2025年1月18日から3月9日まで、奈良県立美術館で開催される特別展「大和の美 ~古都を彩った絵師たちの競演」では、中世から現代までの奈良ゆかりの絵画作品を通して、その魅力を余すことなく堪能できます。
この記事では、美術初心者の方にも分かりやすく、展覧会の見どころや関連情報をご紹介します。
目次
特別展「大和の美」の概要と魅力
本展は、普段なかなか目にする機会のない奈良ゆかりの絵画作品を、古代から現代まで網羅的に展示することで、奈良の美術史を包括的に理解できる貴重な機会です。単に作品を鑑賞するだけでなく、時代背景や絵師たちの生き様、そして奈良という土地が美術に与えた影響を知ることで、より深く作品の魅力を感じることができます。
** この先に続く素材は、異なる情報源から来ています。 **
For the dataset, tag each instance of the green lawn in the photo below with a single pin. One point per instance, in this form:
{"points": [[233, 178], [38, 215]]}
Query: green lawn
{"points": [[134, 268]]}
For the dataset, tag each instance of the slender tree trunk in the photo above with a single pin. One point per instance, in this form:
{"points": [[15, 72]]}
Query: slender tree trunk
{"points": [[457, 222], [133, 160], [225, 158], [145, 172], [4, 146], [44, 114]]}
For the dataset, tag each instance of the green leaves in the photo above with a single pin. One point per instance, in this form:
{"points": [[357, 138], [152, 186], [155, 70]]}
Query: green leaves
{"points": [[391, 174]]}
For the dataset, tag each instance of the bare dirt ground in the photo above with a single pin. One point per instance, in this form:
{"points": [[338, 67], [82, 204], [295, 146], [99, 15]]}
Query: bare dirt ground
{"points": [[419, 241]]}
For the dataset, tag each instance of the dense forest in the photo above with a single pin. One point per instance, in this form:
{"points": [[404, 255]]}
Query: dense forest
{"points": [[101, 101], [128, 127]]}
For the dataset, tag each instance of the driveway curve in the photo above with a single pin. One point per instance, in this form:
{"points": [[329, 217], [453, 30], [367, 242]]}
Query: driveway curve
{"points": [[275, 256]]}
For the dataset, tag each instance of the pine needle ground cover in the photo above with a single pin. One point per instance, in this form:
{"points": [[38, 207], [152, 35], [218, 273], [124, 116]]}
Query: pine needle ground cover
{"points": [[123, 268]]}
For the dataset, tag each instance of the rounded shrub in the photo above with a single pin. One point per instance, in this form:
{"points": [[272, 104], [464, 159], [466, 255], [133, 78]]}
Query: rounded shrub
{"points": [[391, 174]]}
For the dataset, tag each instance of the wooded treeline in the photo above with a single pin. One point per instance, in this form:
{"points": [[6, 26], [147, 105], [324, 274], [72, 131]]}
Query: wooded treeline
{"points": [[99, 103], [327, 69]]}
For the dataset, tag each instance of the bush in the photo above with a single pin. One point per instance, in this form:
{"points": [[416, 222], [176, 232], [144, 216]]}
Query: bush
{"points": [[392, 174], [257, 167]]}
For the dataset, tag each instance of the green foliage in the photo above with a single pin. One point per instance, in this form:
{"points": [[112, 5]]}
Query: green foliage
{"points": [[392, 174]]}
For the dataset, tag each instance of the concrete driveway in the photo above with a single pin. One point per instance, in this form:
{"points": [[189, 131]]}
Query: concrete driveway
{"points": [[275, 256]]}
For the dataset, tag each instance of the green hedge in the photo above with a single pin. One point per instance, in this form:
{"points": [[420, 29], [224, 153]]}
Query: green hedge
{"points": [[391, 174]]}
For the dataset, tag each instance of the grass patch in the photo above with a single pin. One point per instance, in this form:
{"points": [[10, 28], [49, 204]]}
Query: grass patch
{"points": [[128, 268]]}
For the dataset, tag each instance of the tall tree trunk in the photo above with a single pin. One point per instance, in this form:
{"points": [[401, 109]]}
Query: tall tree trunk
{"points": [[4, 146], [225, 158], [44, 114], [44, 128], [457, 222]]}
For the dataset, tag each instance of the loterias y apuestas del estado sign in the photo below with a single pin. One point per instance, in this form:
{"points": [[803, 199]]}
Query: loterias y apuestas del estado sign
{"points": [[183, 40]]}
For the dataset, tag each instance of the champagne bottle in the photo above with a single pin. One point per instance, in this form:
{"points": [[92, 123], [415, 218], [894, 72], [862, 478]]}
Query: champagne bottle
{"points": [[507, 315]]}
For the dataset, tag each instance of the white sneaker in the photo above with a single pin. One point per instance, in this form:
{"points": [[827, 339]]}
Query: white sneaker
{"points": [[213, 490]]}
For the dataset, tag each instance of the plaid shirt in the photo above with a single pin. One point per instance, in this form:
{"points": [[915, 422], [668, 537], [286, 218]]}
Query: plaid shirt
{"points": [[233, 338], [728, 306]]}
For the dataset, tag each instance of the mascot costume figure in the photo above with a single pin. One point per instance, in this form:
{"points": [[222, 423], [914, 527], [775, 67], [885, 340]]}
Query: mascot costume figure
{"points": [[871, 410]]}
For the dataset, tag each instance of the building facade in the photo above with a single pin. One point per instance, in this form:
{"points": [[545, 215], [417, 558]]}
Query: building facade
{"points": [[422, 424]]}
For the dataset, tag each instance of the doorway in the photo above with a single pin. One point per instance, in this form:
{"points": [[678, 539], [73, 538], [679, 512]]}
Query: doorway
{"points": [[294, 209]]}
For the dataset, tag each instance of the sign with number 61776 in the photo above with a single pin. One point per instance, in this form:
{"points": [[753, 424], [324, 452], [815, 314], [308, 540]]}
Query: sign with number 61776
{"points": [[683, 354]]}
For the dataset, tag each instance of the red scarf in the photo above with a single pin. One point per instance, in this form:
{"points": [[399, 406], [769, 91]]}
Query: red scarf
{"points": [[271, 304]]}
特に注目すべきは、これまであまり知られていなかった絵師たちの作品に光が当てられている点です。教科書には載っていないような、地元で活躍した絵師や、奈良に滞在したことで独自の画風を確立した絵師たちの作品を通して、多様な奈良の美術に触れることができます。
さらに、併設展示「大和の工芸」では、正倉院宝物に見られる伝統技術から、近世に発展した赤膚焼や奈良人形一刀彫まで、奈良の工芸品も展示されます。絵画と工芸、両方の視点から大和の美を堪能できる、まさに至福の空間と言えるでしょう。
古代から現代まで:奈良絵画の変遷を辿る
本展は、時代ごとに章立てされており、奈良絵画の流れを分かりやすく理解することができます。それぞれの章の見どころを詳しく見ていきましょう。
序章:古代・ヤマトの美 - 国際色豊かな古代絵画の世界
高松塚古墳壁画や法隆寺金堂壁画、正倉院宝物などの模写作品を通して、古代大和の国際色豊かな絵画文化に触れることができます。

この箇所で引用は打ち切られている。